You can’t hold raffles or contests that reviewers can enter by writing you a review.
Then there’s the unofficial word from 20 months ago that you can’t hold review contests that donate to charity, where Google apparently stated that “Any incentive offered in return for a review of a specific business is against our policy.” But that “policy” wasn’t part of the rules then, and it certainly isn’t now:
To encourage reviews for your business: Remind your customers to leave feedback on Google. Simply reminding customers that it’s quick and easy to leave feedback on Google on mobile or desktop can help your business stand out from sites with fewer reviews.
Even in the “Tips for writing great reviews” document there’s no such broad stance against “any incentive.”

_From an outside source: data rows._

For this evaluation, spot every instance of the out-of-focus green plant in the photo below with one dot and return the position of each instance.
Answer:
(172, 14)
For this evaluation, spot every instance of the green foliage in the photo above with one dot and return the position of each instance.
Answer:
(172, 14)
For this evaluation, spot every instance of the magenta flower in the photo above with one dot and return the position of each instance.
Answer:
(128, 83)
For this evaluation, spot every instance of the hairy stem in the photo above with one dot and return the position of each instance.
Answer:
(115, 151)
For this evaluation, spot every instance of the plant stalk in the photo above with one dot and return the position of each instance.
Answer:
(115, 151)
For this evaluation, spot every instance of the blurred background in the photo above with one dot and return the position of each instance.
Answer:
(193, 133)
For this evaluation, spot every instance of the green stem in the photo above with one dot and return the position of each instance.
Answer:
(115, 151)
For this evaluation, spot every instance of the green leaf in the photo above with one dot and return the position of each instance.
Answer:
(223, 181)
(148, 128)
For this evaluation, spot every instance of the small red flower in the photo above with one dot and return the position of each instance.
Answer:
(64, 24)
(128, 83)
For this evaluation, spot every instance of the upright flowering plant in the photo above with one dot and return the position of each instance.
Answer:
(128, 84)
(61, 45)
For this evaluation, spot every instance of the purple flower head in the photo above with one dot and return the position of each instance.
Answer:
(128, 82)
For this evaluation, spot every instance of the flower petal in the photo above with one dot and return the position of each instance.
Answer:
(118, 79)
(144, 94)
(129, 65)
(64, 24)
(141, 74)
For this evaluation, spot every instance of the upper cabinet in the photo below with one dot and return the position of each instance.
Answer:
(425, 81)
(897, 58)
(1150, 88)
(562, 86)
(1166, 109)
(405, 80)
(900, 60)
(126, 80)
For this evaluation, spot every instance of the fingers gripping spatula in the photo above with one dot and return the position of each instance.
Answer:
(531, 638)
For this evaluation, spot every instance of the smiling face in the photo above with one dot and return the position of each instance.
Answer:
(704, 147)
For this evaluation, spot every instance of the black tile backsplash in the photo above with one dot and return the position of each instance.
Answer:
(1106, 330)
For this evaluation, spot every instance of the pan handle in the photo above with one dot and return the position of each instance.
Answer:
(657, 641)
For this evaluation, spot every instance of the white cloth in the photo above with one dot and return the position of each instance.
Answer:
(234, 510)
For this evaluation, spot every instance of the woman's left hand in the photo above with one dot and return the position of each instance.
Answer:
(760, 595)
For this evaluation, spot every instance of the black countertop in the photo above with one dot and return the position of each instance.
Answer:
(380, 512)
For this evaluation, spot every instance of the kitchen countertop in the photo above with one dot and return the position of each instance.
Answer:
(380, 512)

After flip-flopping for too long, Google’s’ not only OK with your asking customers / clients directly for reviews, but also encourages you to ask. It’s just that you can’t butter your reviewers’ bread.
So what can you do besides beg?
You appeal to the little Mr. Rogers within each of your customers.
You do it by telling customers that whichever employee, technician, hygienist, etc. who helped them will get a small bonus for any positive feedback about the job they did.
It’s not a new concept, but it’s worked like a charm for my friend and long-time client, who’s put it into practice for getting reviews on Google and elsewhere. Here’s exactly what he tells customers:
By the way, any members of our crew who served you today will get a bonus for any positive comments you’d like to add about their performance.
This works because you’re not waving money or an Amazon gift card in reviewers’ faces. You’re not telling them that their word – their very reputation – is worth just $25 or $50.
Rather, you’re appealing to the part of human nature that enjoys helping other people out. You’re also deferring to your customers’ judgment.
Of course, you’re not telling reviewers to give you 5 stars. They can write, “The prices were high, the person who answered the phone was an ogre, but at least Fred was polite and did a good job for me.”
To me, this approach is just a smart way of encouraging – not even “incentivizing” reviews. You’re not trying to grease customers’ wheels, and you’re only asking for positive feedback to the extent that your customers feel that someone on your team earned it. And it seems to work.